Witness - Project Fall
Tangerine acidity with cinnamon, apple and a syrupy body.
THE STORY OF THIS COFFEE BEGINS WITH AN IDEA farmer Jose Antonio Salaverria had, about two unique varieties of the bourbon plant he found on his farm, El Molino near the city of Ataco. He decided to sort these varieties into their own lot to highlight the unique characteristics of the orange bourbon and the yellow bourbon. The orange bourbon variety brings a forward tangerine like acidity and a juciness to balance out the creamy yellow fruit of the yellow bourbon. While the yellow is common in Brazil, it is a rarer creature in El Salvador and the orange is a naturally occuring hybrid of the red and yellow bourbon.
CULTIVATING THE BOURBON PRESENTS MANY CHALLENGES, challenges that are only equaled by their rewards in the cup. Bourbon typically has a lower yield, is less disease resistant, and requires more shade than other hybrid varietals that promise an easier harvest. Add to that that a ripe orange bourbon is the same color as an under ripe red bourbon and an overripe yellow bourbon, all of which grow together on the same farm, and you have a difficult harvest season ahead.

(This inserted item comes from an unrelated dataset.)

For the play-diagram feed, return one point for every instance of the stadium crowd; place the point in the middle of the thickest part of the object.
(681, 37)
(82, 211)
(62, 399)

COFFEE PICKERS MUST BE TRAINED, AND REWARDED FOR THIS EXTRA SKILL. Jose Antonio makes sure that all of his pickers are thoroughly trained and financially rewarded for picking each varietal at its peak ripeness, and since coffee cherries do not ripen at the same rate, he must pay these pickers to go out five or six times a harvest. This may not be the easiest way to produce coffee, but it is a way that has fantastic results.